Her outsider status may only add to her standing in the world of indie games. “Her work has inspired me a lot and is important to the industry as a whole,” video game designer Francesca Calletto-Leon said in an email.

Ms Carletto-Leon, Course Leader Password ConferenceThe company, which offers online courses in video game design, added that Memoir-like games are gaining popularity among a new generation of developers.

“Many of my students feel that Nina’s work has had a major impact on the type of work they want to create,” she says.

Last year, Ms Freeman released her most personal game,”last call,” which she produced in collaboration with Mr. Jefferies. She said it stemmed from her experiences about six years ago when she was in a physically and verbally abusive relationship.

The player begins a “Last Call” in a nearly empty apartment filled with moving boxes, about to leave a relationship; the player then provides via a snippet of a poem Ms. Freeman wrote specifically for the game Clues piece together what happened. As the game progresses, players are prompted to speak into the microphone to verbally confirm “I see you” and “I believe in you.”
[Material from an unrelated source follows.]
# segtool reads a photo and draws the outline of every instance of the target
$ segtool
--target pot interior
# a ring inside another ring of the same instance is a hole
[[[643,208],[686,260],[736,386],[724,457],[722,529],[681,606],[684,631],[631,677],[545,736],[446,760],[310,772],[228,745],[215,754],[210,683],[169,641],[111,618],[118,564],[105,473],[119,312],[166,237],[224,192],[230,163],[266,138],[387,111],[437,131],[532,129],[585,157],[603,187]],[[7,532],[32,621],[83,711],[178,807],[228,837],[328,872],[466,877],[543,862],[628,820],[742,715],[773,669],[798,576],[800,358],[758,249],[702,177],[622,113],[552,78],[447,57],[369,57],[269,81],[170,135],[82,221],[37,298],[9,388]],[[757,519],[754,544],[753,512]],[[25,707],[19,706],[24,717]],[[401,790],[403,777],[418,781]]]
Los Angeles Times video game critic Todd Martens lists “Last Call” as Essential games for 2021“What’s so powerful about it,” he wrote, “is that we have to speak into our computer microphones to get around the house and let our protagonist know we’re there for her.”

A lighter tone injected into another recent game,”we meet in may,” is a wistful, humorous reenactment of four scenes from Ms Freeman’s early relationship with Mr Jeffries.

Ms Freeman is well aware that her game is not for everyone. They lack a clear purpose and in some ways challenge the basic tenets of most video games. Speaking of her game of dolls in 2014, she said: “‘How did you do it?’ was a minute’s game. People still get mad at me for it.”

She is part of a group of designers who are using the video game format to focus on moments that are more likely to be explored in memoirs, novels, poetry or indie film plays. This method includes “Dyslexia“Anna Anthropy’s 2012 Game About Game Makers’ Hormone Replacement Therapy, and”Cart life,” about a street vendor trying to balance work and family responsibilities. Even Gears of War, the third-person shooter from mainstream studio Epic Games, was partly inspired by the divorce. According to its creator Cliff Bleszinski.

Ms Freeman entered the independent world after graduating from Pace University around 2012. She started attending gaming conventions, where people get together to make a new game based on a theme over the course of a weekend. While pursuing a graduate degree in Integrated Digital Media at New York University, she began to incorporate personal life into her early game. “Sibele,” from 2015, about a 19-year-old character, Nina, who meets a crush online, has sex with him and gets dumped.

“Nina was at the forefront of a wave of confessional games,” said Bennett Foddy, the indie game designer who made the internet so popular.QWOP,and is one of Ms. Freeman’s professors in graduate school. “A very important thing ‘Cibele’ does is put you in Nina’s body. Video games are still a medium dominated by male voices and experiences. Putting heterosexual men in the life experience of a teenage girl is a bit radical. “

He added: “There is this raw sense of vulnerability in all of her work. It takes a brave artist to do this kind of work. Especially in a medium where there is a problem with cyberbullying.”

For Ms Freeman, revealing herself “was natural because my background is poetry,” she said. “So, for me, I didn’t even think about doing that in the game.”